Director Independence
     The Board of Directors has determined that directors Brady, Cash, Ewing, Kidder, Matthews, Mazanec, Reiten, Salerno and Riordan, during the time he served as director, are (or were in the case of Mr. Riordan who passed away during the year after a short illness) independent, and that Mr. Ackerman, Chairman of the Board of the Company, and Mr. Smith, Chief Executive Officer and President of the Company, are not due to their employment relationship, which for Mr. Ackerman ceased June 1, 2008. The Board’s determinations of director independence were made in accordance with the listing standards of the New York Stock Exchange (NYSE) and the Director Independence Guidelines adopted by the Board and available on the Company’s website at www.nationalfuelgas.com. Generally, the Director Independence Guidelines provide that, in order for a director to be considered independent, the Board must affirmatively determine that the director has no direct or indirect material relationship with the Company or any subsidiary, after consideration of all relevant facts and circumstances not merely from the standpoint of the director, but also from that of persons or entities with which the director has an affiliation. Specifically, the Director Independence Guidelines set out seven specific circumstances in which a director will not be considered independent, and three categorical types of commercial or charitable relationships that will not be considered material relationships for purposes of determining whether a director is independent. The Director Independence Guidelines also set out four types of independence-related disclosures that the Company will continue to make.

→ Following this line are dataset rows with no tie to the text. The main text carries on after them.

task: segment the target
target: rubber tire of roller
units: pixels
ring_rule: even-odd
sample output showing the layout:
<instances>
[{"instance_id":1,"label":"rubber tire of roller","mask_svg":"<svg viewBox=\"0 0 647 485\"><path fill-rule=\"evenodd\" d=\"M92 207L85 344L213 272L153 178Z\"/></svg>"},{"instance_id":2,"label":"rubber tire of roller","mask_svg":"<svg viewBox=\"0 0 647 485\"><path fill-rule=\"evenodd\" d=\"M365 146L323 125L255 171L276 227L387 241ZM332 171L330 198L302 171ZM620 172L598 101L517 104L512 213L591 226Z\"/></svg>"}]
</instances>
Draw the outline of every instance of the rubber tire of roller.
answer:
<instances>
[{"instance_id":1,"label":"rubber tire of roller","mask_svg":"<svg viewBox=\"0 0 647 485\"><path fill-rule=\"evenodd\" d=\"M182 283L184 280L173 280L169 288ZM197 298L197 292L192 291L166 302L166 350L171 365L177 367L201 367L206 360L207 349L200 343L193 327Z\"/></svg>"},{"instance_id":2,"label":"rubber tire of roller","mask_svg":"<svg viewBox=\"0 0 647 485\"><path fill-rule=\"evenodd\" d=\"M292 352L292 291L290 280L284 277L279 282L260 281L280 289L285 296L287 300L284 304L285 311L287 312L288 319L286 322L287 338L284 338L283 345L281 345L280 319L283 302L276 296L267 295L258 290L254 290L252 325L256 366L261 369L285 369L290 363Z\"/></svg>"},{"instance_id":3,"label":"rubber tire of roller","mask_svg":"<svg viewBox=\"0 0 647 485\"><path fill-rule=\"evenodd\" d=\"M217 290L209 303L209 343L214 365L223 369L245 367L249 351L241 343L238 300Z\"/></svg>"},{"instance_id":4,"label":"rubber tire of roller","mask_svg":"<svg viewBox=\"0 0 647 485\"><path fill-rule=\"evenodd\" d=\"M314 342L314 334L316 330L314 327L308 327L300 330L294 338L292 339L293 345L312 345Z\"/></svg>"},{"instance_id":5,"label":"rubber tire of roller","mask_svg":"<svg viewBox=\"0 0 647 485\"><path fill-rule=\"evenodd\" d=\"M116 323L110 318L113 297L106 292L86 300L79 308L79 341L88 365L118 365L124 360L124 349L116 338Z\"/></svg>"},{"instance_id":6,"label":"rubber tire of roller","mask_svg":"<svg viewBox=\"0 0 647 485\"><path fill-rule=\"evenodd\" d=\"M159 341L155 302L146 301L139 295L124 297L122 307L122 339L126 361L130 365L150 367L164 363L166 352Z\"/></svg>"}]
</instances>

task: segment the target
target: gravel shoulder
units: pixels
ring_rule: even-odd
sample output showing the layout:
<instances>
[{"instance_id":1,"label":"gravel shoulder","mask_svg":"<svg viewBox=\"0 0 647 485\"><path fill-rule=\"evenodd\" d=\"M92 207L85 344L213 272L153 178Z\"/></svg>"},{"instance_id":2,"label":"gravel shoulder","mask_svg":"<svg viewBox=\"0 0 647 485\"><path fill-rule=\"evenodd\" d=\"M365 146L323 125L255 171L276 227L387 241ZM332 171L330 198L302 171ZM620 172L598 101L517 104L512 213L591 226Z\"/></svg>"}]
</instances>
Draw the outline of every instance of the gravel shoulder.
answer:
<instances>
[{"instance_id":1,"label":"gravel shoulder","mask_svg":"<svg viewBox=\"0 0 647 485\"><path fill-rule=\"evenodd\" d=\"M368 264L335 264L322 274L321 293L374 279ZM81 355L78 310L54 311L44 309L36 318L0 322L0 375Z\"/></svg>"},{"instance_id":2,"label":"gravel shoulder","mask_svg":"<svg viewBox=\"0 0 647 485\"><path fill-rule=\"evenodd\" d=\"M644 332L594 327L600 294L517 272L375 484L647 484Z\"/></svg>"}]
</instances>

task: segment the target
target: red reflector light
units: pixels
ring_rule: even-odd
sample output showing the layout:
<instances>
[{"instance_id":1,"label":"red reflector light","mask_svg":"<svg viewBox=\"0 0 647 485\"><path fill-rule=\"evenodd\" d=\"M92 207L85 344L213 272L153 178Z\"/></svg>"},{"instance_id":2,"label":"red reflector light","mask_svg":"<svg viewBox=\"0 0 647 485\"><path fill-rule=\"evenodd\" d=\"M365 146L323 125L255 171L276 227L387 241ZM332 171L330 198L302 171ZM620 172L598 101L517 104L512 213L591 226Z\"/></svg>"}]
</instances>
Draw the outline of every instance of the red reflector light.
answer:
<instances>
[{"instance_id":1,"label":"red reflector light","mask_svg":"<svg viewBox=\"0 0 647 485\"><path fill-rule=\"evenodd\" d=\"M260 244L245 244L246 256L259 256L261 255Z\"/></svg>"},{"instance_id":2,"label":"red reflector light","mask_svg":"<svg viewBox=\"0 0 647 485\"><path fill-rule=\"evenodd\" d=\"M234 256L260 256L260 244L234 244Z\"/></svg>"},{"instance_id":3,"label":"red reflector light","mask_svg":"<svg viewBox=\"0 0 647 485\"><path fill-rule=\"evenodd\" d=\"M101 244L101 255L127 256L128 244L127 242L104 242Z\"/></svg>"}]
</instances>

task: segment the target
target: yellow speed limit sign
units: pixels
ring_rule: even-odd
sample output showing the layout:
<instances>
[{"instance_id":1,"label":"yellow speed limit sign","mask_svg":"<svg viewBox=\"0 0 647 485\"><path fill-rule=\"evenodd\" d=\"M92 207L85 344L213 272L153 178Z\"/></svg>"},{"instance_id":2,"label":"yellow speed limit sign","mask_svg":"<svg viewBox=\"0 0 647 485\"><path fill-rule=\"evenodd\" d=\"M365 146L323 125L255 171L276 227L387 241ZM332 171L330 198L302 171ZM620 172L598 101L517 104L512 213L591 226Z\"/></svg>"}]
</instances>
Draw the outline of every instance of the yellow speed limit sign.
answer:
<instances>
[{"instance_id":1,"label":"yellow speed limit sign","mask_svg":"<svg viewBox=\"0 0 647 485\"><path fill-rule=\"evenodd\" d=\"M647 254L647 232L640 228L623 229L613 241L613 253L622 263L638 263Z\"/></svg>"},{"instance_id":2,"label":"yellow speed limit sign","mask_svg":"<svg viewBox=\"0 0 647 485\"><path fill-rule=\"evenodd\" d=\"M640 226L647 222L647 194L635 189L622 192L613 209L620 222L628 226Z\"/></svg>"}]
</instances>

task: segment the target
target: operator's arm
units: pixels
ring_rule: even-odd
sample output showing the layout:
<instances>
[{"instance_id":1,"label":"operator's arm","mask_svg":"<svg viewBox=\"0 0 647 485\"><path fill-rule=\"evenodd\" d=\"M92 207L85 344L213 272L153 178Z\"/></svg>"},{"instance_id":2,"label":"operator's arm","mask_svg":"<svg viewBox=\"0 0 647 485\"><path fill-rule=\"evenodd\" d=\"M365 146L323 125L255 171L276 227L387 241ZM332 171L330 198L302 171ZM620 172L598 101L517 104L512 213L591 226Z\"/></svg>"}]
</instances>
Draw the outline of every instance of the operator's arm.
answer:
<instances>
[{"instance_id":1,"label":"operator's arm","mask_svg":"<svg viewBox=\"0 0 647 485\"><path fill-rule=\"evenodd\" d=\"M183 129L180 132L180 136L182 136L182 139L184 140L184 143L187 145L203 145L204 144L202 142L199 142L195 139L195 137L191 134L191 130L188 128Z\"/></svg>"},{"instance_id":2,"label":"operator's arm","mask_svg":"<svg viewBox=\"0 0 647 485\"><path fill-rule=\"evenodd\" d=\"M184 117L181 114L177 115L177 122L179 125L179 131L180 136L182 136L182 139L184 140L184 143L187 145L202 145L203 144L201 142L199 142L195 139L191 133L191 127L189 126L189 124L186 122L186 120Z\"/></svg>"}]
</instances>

Item 14 Principal Accountant Fees and Services
AUDIT FEES
     In addition to retaining PricewaterhouseCoopers LLP to report on the annual consolidated financial statements of the Company for fiscal 2008, the Company retained PricewaterhouseCoopers LLP to provide various non-audit services in fiscal 2008. The aggregate fees billed for professional services by PricewaterhouseCoopers LLP for each of the last two fiscal years were as follows:
                 
    2007     2008  
Audit Fees(1)
  $ 1,391,150     $ 1,379,079  
Audit-Related Fees(2)
  $ 20,000     $ 0  
Tax Fees
               
Tax advice and planning(3)
  $ 356,150     $ 44,900  
Tax compliance(4)
  $ 122,595     $ 139,000  
All Other Fees(5)
  $ 39,585     $ 2,610  
 
           
TOTAL
  $ 1,929,480     $ 1,565,589  
 
           
 
(1)   Audit Fees include audits of consolidated financial statements and internal control over financial reporting, reviews of financial statements included in quarterly Forms 10-Q, comfort letters and consents, and audits of certain of the Company’s wholly owned subsidiaries to meet statutory or regulatory requirements.
 
(2)   Audit-Related Fees include audits of certain of the Company’s wholly-owned subsidiaries not required by statute or regulation, and consultations concerning technical financial accounting and reporting standards and implementation of the Sarbanes-Oxley Act of 2002 (“Sarbanes-Oxley”).
 
(3)   Tax advice and planning includes consultations on various federal, state and foreign tax matters.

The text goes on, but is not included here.